Kees Cook noted that there are a lot of ways to compromise a developer workstation other than stealing SSH keys, but also that the open nature of Linux-kernel does make credential theft less useful to the attacker. However, Kees remains convinced that more should be done to push security fixes all the way out to the end user, noting that it is the Linux kernel's name that gets smeared when vendors fail to keep up with security updates. Kees reiterated his belief that the core issue with proactive security is not having enough people working on this: “Dave Jones, come back, we all still love Trinity!” James Bottomley noted that security is only as good as the weakest link in the chain, so that making randomly chosen links stronger won't necessarily help much.
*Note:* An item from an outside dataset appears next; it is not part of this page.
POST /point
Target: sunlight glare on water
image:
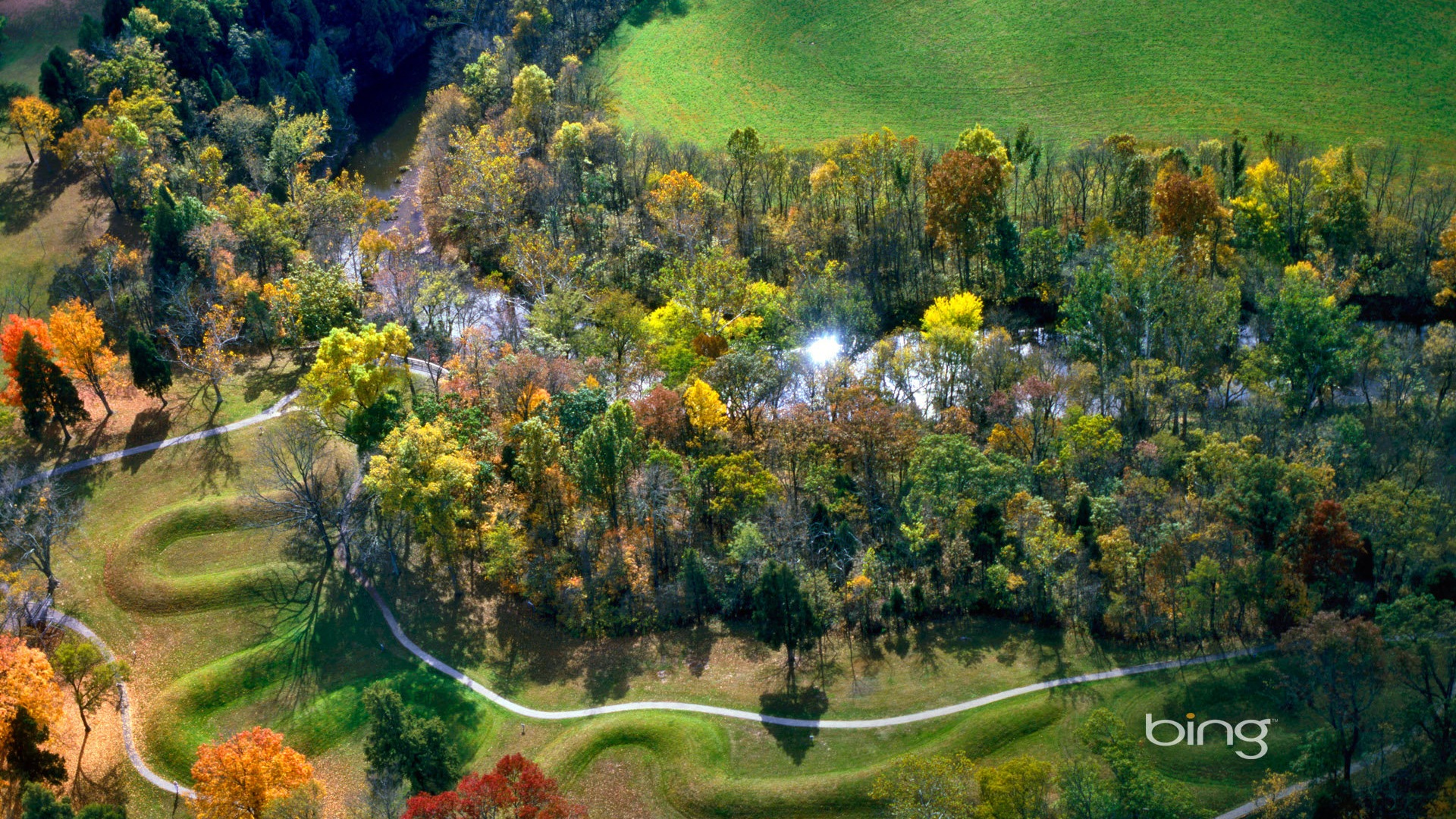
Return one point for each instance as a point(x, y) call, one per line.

He also asked for a proposal for pushing security fixes to end users, given that the Linux kernel community's authority ends at -stable. Finally, he noted that LF CII might help get more people working on proactive security. Kees did not have a specific proposal, and agreed that the final push to end users was vendors' responsibility, but still feels that a real-world element is missing. Kees also remained skeptical of CII's ability to really help with proactive security.

Theodore Ts'o suggests a panel discussion during the technical-session day. Steven Rostedt suggests a panel with a core-day readout, and Olof Johansson agrees, hoping that a closed session might allow discussion of points on the convenience-vs-security tradeoff spectrum weighted more towards convenience. Olof also hopes for approaches gaining more convenience without sacrificing security, perhaps documented in an LWN article. Jason Cooper agreed, noting that this is the purpose of the Chatham House Rule. Jason would also like the open session after the closed session, so that the open session can contain distilled-down content from the closed session.